Nikisch died in Leipzig in 1922, and was buried there. Immediately after his death, the square where he had lived was renamed Nikischplatz, and in 1971 the city created the Arthur Nikisch Prize for young conductors.

==Legacy==
Nikisch's style of conducting, with deep analysis of the score, a simple beat, and a charisma that let him bring out the full sonority of the orchestra and plumb the depths of the music, helped establish a new standard in the world of conducting.

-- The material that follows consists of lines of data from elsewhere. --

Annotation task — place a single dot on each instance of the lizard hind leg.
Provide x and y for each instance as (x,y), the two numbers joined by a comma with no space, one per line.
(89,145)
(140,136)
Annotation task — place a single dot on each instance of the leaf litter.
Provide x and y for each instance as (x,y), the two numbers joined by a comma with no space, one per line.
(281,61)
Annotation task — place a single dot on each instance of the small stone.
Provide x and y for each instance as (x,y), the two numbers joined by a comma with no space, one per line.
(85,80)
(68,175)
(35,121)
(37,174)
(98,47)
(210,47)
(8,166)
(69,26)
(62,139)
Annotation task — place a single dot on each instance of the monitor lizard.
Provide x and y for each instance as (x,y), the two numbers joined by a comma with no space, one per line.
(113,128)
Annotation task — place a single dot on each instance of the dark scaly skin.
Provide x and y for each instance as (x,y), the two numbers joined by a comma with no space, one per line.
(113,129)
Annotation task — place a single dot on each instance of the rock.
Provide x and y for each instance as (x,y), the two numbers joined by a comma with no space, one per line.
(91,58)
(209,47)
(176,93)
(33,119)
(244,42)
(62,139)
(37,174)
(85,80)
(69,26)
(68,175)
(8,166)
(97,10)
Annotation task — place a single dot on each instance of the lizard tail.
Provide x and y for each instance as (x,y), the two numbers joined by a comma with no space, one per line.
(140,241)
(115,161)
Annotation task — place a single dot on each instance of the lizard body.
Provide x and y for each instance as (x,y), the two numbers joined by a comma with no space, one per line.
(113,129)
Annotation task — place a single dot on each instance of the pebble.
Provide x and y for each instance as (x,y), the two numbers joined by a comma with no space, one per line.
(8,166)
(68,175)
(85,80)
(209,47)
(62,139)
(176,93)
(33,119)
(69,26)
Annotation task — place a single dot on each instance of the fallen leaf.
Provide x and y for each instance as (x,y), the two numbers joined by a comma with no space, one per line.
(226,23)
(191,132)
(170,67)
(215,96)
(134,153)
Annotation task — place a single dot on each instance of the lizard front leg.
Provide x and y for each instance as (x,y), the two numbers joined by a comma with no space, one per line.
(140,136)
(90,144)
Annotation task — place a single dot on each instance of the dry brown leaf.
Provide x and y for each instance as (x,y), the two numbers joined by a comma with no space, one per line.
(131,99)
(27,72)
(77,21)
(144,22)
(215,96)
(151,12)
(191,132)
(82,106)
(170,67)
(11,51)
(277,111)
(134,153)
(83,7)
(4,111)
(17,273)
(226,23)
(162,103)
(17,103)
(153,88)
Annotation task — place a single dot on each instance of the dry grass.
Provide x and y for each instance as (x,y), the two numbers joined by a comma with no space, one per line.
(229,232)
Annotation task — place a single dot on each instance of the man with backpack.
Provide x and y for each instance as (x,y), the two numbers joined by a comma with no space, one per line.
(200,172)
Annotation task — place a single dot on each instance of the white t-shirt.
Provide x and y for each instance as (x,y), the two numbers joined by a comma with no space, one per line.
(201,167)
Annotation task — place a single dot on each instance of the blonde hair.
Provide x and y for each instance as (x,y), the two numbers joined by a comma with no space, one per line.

His aforementioned conducting style was greatly admired by Leopold Stokowski, Arturo Toscanini, Sir Adrian Boult, Fritz Reiner, Ervin Nyiregyházi, and many others, including George Szell, who called Nikisch "an orchestral wizard." Reiner said, "It was [Nikisch] who told me that I should never wave my arms in conducting, and that I should use my eyes to give cues."

Henry Wood wrote, "I remember... his marvellous way of listening so intently to every phrase he directed.... When rehearsing a melody, he invariably sang it to the orchestra with great emotional feeling – and then would say: 'Now play it as you feel it.' No conductor that I have heard has ever surpassed his emotional feeling and dramatic intensity."

Arthur Nikisch had a huge impact on Wilhelm Furtwängler. The latter always considered Nikisch as his single model. Nikisch supported Furtwängler at the beginning of his career and predicted that he would be his successor.

A film survives of Nikisch conducting; after seeing it Herbert von Karajan described how impressed he was by Nikisch's use of his eyes instead of hand motions.